僕も同じで、実業団3勝をあげた全盛期以上の力を手に入れることを目標に今も走り続けていたが、昨シーズンが終了した時点でシーズン中休みなく突っ走ったストレスが一気に押し寄せて今年を迎えるオフシーズンは思うように自転車に乗れなかった。
そして、2006シーズンを迎え、練習不足に加えて職場の配置転換も加わり、全く競技生活のことが考えられなくなり、かなり精神的に不安定な日々を送った。
こんな気持ちで活動を続け、ミヤタをはじめたくさんの応援を頂くことがすごく重荷に感じ、一時は自転車をもうやめようかと思った。
もう苦しくて4月のある日に監督に気持ちを伝えた。
監督の話は「今年はさいわい自分が居なくても若い選手ががんばっており、チームも良く機能しているので、あまりプレッシャーを感じずマイペースに取り組んでくれればいい」という内容だった。

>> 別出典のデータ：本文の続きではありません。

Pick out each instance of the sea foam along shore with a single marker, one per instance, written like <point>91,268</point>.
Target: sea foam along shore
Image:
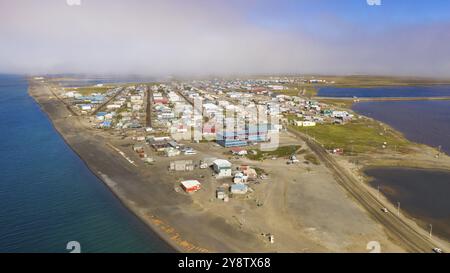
<point>57,113</point>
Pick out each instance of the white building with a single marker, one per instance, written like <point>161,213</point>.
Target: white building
<point>222,168</point>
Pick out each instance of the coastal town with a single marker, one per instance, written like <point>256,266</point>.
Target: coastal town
<point>248,158</point>
<point>169,120</point>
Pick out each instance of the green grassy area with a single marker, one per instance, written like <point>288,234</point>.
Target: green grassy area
<point>376,81</point>
<point>284,151</point>
<point>359,136</point>
<point>312,158</point>
<point>307,90</point>
<point>338,103</point>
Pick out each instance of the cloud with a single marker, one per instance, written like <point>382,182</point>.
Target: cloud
<point>204,38</point>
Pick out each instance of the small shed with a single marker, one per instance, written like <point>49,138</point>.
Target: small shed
<point>222,167</point>
<point>190,186</point>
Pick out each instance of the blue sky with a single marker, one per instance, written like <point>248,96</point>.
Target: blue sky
<point>405,37</point>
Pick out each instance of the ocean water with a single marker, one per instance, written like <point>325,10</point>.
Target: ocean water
<point>425,122</point>
<point>389,92</point>
<point>48,197</point>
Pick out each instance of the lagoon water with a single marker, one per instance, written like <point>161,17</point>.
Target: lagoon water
<point>48,197</point>
<point>425,122</point>
<point>387,92</point>
<point>424,194</point>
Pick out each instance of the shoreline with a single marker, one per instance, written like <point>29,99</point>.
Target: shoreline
<point>417,217</point>
<point>165,231</point>
<point>109,186</point>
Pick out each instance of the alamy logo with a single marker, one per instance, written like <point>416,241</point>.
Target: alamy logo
<point>373,2</point>
<point>73,2</point>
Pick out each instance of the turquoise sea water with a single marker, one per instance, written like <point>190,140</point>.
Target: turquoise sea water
<point>48,197</point>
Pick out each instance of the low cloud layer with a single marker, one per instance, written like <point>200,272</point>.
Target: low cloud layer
<point>206,38</point>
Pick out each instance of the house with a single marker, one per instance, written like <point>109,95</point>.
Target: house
<point>239,151</point>
<point>222,167</point>
<point>240,178</point>
<point>220,193</point>
<point>308,124</point>
<point>182,165</point>
<point>249,172</point>
<point>239,189</point>
<point>170,152</point>
<point>190,186</point>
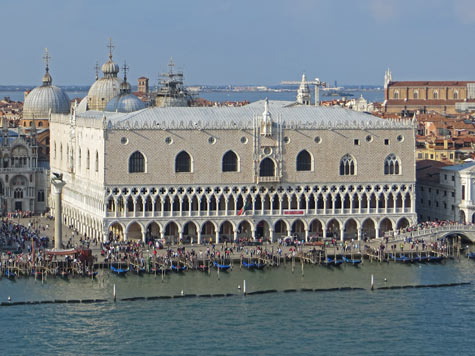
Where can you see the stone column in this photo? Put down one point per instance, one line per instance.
(58, 185)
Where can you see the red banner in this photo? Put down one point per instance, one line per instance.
(294, 212)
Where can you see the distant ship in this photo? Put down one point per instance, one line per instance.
(335, 93)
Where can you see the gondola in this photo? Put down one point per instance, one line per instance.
(138, 270)
(248, 265)
(333, 262)
(260, 265)
(203, 268)
(119, 271)
(421, 259)
(10, 274)
(436, 258)
(92, 274)
(401, 258)
(178, 268)
(351, 260)
(221, 267)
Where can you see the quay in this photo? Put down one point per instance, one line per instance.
(85, 257)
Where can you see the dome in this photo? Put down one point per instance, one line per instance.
(42, 99)
(110, 68)
(125, 87)
(101, 92)
(125, 103)
(82, 107)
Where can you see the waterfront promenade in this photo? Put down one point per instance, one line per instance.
(154, 257)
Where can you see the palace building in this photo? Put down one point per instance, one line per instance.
(24, 150)
(264, 170)
(444, 97)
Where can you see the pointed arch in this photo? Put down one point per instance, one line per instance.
(267, 168)
(347, 165)
(392, 165)
(183, 162)
(230, 162)
(304, 161)
(136, 162)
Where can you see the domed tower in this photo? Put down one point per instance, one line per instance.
(43, 100)
(125, 101)
(105, 88)
(303, 94)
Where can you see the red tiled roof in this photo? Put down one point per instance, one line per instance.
(421, 102)
(427, 170)
(431, 83)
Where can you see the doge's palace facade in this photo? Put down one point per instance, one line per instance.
(264, 170)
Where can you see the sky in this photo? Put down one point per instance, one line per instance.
(238, 42)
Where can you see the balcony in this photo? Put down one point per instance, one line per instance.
(271, 179)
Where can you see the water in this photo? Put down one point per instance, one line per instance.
(370, 95)
(416, 321)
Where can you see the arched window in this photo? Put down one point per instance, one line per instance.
(183, 162)
(267, 168)
(347, 166)
(136, 163)
(392, 165)
(304, 161)
(230, 162)
(18, 193)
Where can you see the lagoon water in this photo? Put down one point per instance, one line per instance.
(421, 321)
(220, 96)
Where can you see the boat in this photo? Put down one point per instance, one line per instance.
(248, 265)
(178, 268)
(333, 262)
(136, 269)
(203, 268)
(260, 265)
(436, 258)
(92, 274)
(221, 267)
(10, 274)
(401, 258)
(119, 271)
(420, 259)
(351, 260)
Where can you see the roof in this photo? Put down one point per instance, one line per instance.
(429, 171)
(303, 116)
(431, 83)
(460, 167)
(422, 102)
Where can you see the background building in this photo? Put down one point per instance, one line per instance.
(448, 97)
(446, 192)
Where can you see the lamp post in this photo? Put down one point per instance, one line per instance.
(58, 183)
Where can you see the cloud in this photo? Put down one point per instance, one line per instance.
(465, 10)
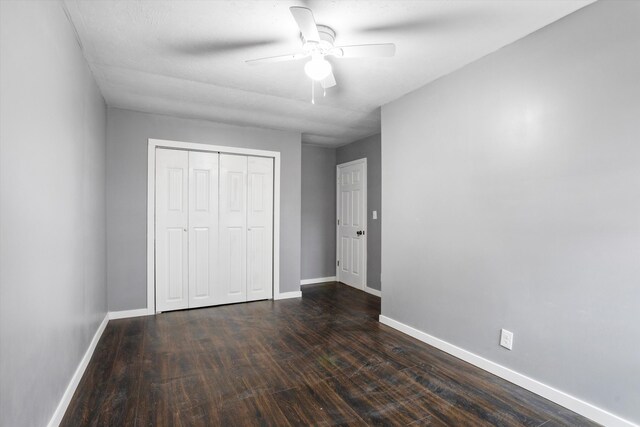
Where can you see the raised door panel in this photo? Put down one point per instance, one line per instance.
(260, 229)
(171, 250)
(232, 286)
(203, 228)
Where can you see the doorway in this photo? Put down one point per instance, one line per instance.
(351, 234)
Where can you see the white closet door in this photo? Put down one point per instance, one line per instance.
(203, 228)
(260, 229)
(233, 229)
(171, 229)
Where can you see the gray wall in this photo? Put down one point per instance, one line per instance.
(318, 212)
(127, 138)
(52, 210)
(512, 200)
(370, 148)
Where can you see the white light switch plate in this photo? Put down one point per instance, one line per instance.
(506, 339)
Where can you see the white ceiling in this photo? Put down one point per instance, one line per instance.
(176, 57)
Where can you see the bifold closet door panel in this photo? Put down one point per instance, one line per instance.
(233, 229)
(171, 229)
(260, 229)
(203, 228)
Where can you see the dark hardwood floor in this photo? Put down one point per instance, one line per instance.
(320, 360)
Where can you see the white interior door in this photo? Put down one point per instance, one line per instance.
(260, 229)
(203, 228)
(352, 223)
(233, 229)
(171, 229)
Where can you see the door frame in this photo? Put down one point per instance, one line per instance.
(366, 220)
(151, 201)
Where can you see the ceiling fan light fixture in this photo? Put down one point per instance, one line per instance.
(317, 68)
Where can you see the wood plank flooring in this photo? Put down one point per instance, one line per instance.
(320, 360)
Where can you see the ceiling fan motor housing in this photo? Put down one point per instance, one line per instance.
(327, 38)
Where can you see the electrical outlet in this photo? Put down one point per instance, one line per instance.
(506, 339)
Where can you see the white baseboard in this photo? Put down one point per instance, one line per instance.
(287, 295)
(128, 313)
(318, 280)
(56, 419)
(561, 398)
(373, 291)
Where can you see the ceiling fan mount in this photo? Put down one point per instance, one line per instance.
(318, 41)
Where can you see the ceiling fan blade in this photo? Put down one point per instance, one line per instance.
(329, 81)
(280, 58)
(364, 50)
(306, 23)
(213, 47)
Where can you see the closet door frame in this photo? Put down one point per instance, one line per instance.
(151, 191)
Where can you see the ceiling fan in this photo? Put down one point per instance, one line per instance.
(318, 43)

その言葉に甘えてもいられなかったが、正直少し救われた気分だった。
完全に気持ちの整理ができないまま数日後の東日本実業団に出場した。
言うまでもなく散々な結果だったが、レースに出たことで自分自身完全に吹っ切れたことが大きな収穫だった。
環境が変わったことで例年のような活動はできなくなったが、フルタイムワーカーなら当たり前のこと。
今までが恵まれていただけのこと。
これからが本当に真価が問われるところだと思っている。
現在レースではやっと最低レベルで走れるところまでは戻ってきたので、シーズン終盤の秋には勝負できるところまで仕上げたいと思っている。
いまだにミヤタには恩返しできていない。
このまま中途半端に終わっていくか、また盛り返すかは自分の気持ち次第だ。